SINCE THE OFFENSES FOR WHICH THE MEMBER WAS CONVICTED ARE SHOWN BY THE STATEMENTS SUBMITTED BY HIM TO HAVE BEEN COMMITTED IN THE EXERCISE OF HIS "AUTHORITY, INFLUENCE, POWER, OR PRIVILEGES AS AN OFFICER OR EMPLOYEE, OF THE GOVERNMENT," WHICH STATEMENTS ARE CONSISTENT WITH THE CHARGES AND SPECIFICATIONS, HIS CASE COMES WITHIN THE PROHIBITION ON THE BASIS OF THE PRESENT RECORD. ACCORDINGLY, THE QUESTIONS PRESENTED ARE ANSWERED IN THE AFFIRMATIVE.
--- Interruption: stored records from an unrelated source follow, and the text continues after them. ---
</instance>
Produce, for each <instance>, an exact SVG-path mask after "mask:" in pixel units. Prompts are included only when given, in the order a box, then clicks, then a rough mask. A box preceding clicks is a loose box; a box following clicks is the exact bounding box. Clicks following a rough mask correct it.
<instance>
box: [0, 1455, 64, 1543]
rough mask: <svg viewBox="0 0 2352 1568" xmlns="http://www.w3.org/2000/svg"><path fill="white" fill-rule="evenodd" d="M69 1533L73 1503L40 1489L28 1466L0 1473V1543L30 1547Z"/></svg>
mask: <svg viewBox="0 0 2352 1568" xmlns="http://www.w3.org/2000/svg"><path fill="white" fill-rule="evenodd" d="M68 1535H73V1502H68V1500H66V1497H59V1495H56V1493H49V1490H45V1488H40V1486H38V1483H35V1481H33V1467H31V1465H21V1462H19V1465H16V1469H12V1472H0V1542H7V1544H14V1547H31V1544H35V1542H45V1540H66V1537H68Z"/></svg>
AS A MATTER OF INFORMATION, YOUR ATTENTION IS CALLED TO THE FACT THAT H. R. 4601, 86TH CONGRESS (A BILL TO LIMIT THE PROHIBITION IN THE ACT OF SEPTEMBER 1, 1954, AGAINST THE PAYMENT OF ANNUITIES AND RETIRED PAY, TO CASES INVOLVING THE NATIONAL SECURITY) WAS PASSED BY THE HOUSE OF REPRESENTATIVES ON APRIL 14, 1959, AND WAS FAVORABLY REPORTED TO THE SENATE, WITHOUT AMENDMENT, ON JUNE 10, 1960.